How to find every nth word?

Posted: Wed Oct 16, 2013 12:48 pm
by Kelly
Could anybody please tell me how to write a regular expression to find every nth word?

Thank you very kindly,

Kelly

Posted: Wed Oct 16, 2013 9:22 pm
by ben_josephs
You can search for sequences of, say, 5 words with some variation of
(?:\w+\W+){4}(\w+)\W*

You can create a list of every 5th word using a replacement expression similar to
$1\n

If you don't want to find sequences that straddle newlines, try something like
(?:\w+[^\n\w]+){4}(\w+)[^\n\w]*

Posted: Thu Oct 17, 2013 1:31 am
by Kelly
Thank you so much Ben!

I'm just starting to begin to appreciate the power of regex - pretty amazing.

Kelly

Posted: Thu Oct 17, 2013 9:00 am
by ben_josephs
Here's an improvement.
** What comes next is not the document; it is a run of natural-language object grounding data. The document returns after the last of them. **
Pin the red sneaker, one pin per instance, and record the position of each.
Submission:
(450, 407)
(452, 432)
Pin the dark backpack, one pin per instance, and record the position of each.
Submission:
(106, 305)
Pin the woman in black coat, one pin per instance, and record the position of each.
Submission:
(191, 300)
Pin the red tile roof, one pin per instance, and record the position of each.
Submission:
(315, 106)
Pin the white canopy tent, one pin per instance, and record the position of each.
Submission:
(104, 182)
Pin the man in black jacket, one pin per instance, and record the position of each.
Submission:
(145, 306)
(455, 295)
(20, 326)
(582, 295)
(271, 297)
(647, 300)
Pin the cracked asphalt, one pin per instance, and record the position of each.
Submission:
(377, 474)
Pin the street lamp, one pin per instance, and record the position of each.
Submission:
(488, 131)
With this regex the replacement will remove the residue of words after all the groups of 5 have been matched:
(?:(?:\w+\W+){4}(\w+)\W*|.+)
(This relies on the fact that in TextPad's (and most other) regex recognisers, alternation (...|...) is not greedy. The alternatives are tried one by one from the left. Once one of them has matched all subsequent ones are ignored, even if they might have found a longer match.)